This article was published 05/11/2018 (1555 days ago), so information in it may no longer be current.

Finally, unequivocal good news for the West and for Canada: what is arguably the most important trade agreement for future growth — the Comprehensive and Progressive Agreement for Trans Pacific Partnership (CPTPP) — has been ratified by Parliament.

While the U.S-Mexico-Canada Agreement (USMCA) is of clear importance, its greatest advance turned out to be making concessions to simply hold onto what we already had. The CPTPP, on the other hand, is about opening new and growing markets, and better ways to increase and diversify trade.

For Asia-facing Canada (that is, the West), where trade with Asia is important, the CPTPP gives exporters preferential access in 10 markets that rim the Pacific Ocean, six of them in Asia, including Japan, Vietnam and Malaysia. Given that Canada has only one trade agreement in Asia, gaining the equivalent of six new agreements at once is in itself a huge win.

Esteban Felix / The Associated Press Files Then-trade minister François-Philippe Champagne (from left), Chilean Foreign Minister Heraldo Muñoz and New Zealand Trade Minister David Parker met in Chile in March.

For Canadian businesses, this represents hundreds of millions in potential tariff savings alone. It also puts exporters on the same playing field as competitors in Australia — and ahead of the Americans, who are not part of the pact.

This agreement is about much more than cattle and canola; it is also an agreement with huge benefits for smaller businesses. With one set of rules for 10 markets, it allows companies to accumulate inputs from any member of the agreement to make products alone or with companies in other member countries to sell anywhere inside the agreement.
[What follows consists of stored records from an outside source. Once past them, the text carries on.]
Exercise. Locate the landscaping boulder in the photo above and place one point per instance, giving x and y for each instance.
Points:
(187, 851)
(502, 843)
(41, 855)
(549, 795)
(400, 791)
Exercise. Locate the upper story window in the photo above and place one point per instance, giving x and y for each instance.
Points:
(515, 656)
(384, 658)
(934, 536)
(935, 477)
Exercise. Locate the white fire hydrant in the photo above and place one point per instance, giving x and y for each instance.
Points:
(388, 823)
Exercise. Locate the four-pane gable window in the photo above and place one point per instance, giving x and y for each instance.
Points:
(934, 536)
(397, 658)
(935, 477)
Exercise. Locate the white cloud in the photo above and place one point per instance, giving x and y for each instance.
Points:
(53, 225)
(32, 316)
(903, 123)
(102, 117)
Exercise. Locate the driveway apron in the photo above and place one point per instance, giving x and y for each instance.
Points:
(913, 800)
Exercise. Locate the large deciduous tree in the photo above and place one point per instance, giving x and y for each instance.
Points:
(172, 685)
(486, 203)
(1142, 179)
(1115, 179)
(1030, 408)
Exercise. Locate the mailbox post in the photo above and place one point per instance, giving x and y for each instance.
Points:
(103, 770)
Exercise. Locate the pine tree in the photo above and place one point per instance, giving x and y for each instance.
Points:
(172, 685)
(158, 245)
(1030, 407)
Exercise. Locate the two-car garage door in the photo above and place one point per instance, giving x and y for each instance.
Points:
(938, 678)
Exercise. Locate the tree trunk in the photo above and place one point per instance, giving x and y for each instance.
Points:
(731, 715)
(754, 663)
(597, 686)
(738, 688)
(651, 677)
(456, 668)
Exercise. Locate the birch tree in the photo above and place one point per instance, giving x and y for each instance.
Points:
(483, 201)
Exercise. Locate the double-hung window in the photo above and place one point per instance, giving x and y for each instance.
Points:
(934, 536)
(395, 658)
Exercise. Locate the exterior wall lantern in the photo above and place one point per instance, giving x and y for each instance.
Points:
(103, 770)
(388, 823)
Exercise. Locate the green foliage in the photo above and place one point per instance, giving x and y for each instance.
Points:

This one set of rules is what made the original NAFTA so special. But with more members, the CPTPP improves on what Canadian firms have had in North America by offering more sources of inputs and more markets into which to sell. And, unlike the USMCA, the CPTPP will grow even larger as new countries join, as early as next year.

China is reportedly suddenly showing interest in joining the CPTPP. If true, this would give Canada a much-needed, and much better, alternative than negotiating one-on-one with China, or worse, negotiating alongside the Trump administration. Instead, we could negotiate as part of a team — with Australia, Japan, Chile, New Zealand and Singapore — that actually wants more in trade and better agreements.

Speaking of the Americans, one benefit of the CPTPP is the lack of American competition. When U.S. President Donald Trump withdrew the U.S. from the original Trans Pacific Partnership (TPP), he essentially put U.S. market share in these countries on the table for Canadian firms. And thanks to the Americans having been part of the original negotiations, there was more market share on the table as countries made concessions with the Americans at the table that Canada would never have achieved negotiating on its own.

All of this seems like a no-brainer for Canada to join, but it has been anything but. When the Americans pulled out, business, governments and especially unions in Ontario and Quebec said the agreement was dead, no benefit remained for Canada and participating in the trade deal would harm negotiations for a new North American trade pact. None of this was true.

The Canada West Foundation modelled the economic impact of the agreement without the U.S., and to no one’s surprise, found that Canada did better with the Americans out of the agreement. But the government and, reportedly, the prime minister, with an eye to the 2019 election, appeared focused on a different set of calculations. It looked as if Canada would join the U.S., and leave.

It took years and a long, persistent and uphill fight by producer associations, agricultural export groups and organizations, including the Canada West Foundation, to make the case. In the end, the Trudeau government, to its credit, went from almost pulling out and causing the agreement to collapse, to reversing course and shepherding the agreement through Parliament in record time.

Dealing with the Trump administration may have facilitated the government’s change of heart. But it was also hard behind-the-scenes work by groups working to defend western and Canadian interests.

Either way, ratification is a rare and much-needed win for the West. As we prepare for the hard work of gearing up to take advantage of the agreement, the Canada West Foundation has prepared an upcoming guide for western business on how to do this. We also need to remember the effort it took to get this good news; hopefully, we can also gain confidence that there is still room in Canada for the West to win on things that are important to our nation.

Carlo Dade is director of the Trade & Investment Centre at the Canada West Foundation.